The Importance of Convenience to Security

Face-scan unlocking. Seems like magic. No more remembering passwords or having your thumb used to open your device when you’re unaware. This is the future, right? Well, yes, but just because there’s this new-fangled biometric security doesn’t mean you can stop being vigilant. Nevertheless, this new technology opens up debate on the usefulness of various authentication measures for devices. I’m going to focus on one particular factor: convenience.

Convenience is undoubtedly one of the most criminally underrated factors when it comes to users properly ensuring security controls on their devices. Just to highlight an example to illustrate this, the firm Krebson Security found out during some of their research that “less than 1% of the Dropbox user base is taking advantage of the company’s two-factor authentication feature”. Less than one percent! That’s a free feature that’ll massively increase the strength of your access controls yet 99% of users aren’t even bothering to take advantage of it. That's alarming. It's alarming not just because the number is so low, but because Dropbox holds such valuable information for so many people. Not only that, but their multi-step implementation is very low-friction - you generally only ever see it when setting up a new machine for the first time.

Why is this happening? Because multi-factor authentication is extra hassle. No one wants to take extra steps when doing tasks during their daily grind. Security needs to be built into the very fabric of what you do naturally every single day. This is why fingerprint security was seen as such a giant leap forward. A simple press of your finger/thumb to unlock your phone (which you were going to do anyway) is something that comes naturally and conveniently to the average person.

What we have to keep in mind here is just how low the security bar is still set for so many people.

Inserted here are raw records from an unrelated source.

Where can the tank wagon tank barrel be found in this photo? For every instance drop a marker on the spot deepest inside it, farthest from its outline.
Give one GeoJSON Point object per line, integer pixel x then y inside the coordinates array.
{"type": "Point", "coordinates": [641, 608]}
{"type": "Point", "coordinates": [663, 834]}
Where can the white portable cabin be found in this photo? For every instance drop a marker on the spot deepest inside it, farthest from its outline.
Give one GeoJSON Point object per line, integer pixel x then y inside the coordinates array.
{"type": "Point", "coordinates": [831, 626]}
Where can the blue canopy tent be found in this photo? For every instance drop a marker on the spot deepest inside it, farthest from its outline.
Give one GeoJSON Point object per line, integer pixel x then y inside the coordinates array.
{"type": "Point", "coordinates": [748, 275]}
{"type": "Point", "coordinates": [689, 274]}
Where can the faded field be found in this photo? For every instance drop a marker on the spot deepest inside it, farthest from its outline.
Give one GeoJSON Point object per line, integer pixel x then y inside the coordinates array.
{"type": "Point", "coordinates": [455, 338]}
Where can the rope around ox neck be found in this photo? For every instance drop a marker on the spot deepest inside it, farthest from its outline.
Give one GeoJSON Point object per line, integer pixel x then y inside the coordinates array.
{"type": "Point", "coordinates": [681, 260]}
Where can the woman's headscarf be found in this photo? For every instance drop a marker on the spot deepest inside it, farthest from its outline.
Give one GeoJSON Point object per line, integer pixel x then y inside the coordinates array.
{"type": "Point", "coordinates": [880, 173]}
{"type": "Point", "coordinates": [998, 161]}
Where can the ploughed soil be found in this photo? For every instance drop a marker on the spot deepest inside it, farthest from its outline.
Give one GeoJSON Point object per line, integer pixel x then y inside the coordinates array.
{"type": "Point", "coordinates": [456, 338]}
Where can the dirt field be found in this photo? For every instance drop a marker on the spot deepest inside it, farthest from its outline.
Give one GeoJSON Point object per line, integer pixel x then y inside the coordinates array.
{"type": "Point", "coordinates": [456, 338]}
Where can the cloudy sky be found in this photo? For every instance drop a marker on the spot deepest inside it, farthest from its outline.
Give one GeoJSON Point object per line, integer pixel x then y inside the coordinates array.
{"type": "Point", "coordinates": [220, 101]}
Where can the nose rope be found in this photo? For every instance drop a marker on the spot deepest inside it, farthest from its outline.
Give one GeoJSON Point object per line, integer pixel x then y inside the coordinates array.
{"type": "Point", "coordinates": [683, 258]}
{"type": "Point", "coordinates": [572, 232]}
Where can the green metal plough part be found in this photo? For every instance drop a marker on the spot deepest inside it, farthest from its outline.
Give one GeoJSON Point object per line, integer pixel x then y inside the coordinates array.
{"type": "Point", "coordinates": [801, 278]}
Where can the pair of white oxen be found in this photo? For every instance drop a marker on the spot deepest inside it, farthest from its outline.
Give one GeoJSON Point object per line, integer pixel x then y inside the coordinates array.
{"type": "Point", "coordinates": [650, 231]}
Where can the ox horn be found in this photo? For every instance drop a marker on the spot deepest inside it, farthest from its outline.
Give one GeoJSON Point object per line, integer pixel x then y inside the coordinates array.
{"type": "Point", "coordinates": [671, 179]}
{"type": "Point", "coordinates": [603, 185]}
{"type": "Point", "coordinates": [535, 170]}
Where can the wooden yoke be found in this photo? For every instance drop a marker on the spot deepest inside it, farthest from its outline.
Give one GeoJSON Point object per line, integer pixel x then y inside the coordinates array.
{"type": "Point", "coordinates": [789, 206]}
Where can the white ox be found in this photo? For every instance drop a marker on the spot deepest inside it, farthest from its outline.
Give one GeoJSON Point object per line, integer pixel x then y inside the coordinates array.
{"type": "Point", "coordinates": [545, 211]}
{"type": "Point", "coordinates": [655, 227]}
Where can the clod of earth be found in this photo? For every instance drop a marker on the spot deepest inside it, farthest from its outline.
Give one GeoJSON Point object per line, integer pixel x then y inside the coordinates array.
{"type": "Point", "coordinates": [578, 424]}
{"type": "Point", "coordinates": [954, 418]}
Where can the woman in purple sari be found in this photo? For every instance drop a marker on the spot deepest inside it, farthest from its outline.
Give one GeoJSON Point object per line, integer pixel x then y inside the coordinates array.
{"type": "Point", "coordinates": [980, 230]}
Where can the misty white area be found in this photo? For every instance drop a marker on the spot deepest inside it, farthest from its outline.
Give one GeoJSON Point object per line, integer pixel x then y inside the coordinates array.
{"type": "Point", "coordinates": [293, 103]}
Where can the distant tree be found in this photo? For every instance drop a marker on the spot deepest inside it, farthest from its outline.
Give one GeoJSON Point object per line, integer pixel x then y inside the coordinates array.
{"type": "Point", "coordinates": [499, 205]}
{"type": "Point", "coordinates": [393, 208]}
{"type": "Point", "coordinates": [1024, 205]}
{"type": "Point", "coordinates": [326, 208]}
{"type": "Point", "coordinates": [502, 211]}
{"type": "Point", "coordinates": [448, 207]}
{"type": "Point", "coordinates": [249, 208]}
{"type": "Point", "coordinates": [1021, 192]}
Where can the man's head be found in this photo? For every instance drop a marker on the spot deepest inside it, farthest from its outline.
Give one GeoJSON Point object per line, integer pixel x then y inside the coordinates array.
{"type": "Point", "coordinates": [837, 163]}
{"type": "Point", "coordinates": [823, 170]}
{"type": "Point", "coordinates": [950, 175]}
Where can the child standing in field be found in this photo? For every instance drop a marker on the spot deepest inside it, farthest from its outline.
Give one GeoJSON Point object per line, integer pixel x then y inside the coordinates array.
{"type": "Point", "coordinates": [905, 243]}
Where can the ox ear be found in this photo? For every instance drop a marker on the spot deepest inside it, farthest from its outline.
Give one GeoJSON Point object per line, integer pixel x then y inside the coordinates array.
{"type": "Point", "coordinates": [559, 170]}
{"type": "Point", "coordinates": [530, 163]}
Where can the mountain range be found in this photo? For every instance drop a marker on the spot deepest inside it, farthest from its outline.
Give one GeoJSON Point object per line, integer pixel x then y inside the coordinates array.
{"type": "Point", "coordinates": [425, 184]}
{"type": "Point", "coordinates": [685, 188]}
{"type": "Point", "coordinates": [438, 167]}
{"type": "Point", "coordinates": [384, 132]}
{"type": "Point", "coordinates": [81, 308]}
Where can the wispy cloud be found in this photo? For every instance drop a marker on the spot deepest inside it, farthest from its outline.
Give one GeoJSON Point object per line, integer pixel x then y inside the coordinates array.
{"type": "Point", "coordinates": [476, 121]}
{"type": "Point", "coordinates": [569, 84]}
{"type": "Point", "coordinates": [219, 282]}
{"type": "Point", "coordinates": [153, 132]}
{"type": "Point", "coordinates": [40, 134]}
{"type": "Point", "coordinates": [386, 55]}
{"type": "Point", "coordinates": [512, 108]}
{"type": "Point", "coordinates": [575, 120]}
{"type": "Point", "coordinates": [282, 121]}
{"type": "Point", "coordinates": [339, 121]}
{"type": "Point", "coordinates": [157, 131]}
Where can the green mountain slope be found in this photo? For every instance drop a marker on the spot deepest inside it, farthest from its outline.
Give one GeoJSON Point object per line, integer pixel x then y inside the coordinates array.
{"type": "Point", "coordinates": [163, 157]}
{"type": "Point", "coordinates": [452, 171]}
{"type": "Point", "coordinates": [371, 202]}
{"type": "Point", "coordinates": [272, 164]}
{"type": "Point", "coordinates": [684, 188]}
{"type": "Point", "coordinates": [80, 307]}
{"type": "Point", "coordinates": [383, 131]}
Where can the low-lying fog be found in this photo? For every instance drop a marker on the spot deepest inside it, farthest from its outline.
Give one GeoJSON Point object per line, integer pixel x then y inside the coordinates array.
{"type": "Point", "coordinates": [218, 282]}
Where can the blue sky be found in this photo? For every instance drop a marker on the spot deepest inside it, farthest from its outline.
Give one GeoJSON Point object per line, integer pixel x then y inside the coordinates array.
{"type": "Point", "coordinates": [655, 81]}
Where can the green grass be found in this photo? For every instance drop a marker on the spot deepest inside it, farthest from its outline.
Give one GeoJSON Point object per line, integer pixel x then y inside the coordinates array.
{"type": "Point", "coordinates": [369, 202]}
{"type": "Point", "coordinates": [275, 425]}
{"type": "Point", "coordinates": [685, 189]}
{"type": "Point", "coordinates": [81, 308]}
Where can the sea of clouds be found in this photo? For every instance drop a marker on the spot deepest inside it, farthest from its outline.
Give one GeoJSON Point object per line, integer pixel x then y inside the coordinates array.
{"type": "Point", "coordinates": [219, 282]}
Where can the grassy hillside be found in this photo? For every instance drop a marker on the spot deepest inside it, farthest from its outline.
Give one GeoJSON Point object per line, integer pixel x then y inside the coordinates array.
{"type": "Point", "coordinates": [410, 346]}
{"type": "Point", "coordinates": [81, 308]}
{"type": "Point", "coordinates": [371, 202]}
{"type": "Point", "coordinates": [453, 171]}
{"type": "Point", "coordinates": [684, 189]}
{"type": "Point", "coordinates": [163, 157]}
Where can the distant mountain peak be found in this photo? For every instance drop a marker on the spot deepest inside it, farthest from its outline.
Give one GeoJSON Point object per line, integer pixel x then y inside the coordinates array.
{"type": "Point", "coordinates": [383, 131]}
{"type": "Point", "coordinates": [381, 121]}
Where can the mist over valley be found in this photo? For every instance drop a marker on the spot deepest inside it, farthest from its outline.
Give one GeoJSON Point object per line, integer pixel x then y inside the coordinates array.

Probably not for you being someone interested in reading this sort of material in the first place, but for the billions of "normals" out there now using mobile devices. Touch ID and Face ID are so frictionless that they remove the usability barrier PINs post. There's a good reason Apple consistently shows biometric authentication in all their demos - because it's just such a slick experience. So, while biometric unlocking may have its own drawbacks compared to passcodes, they have huge benefits for the vast majority of the population. And that’s ultimately what we should be paying attention to.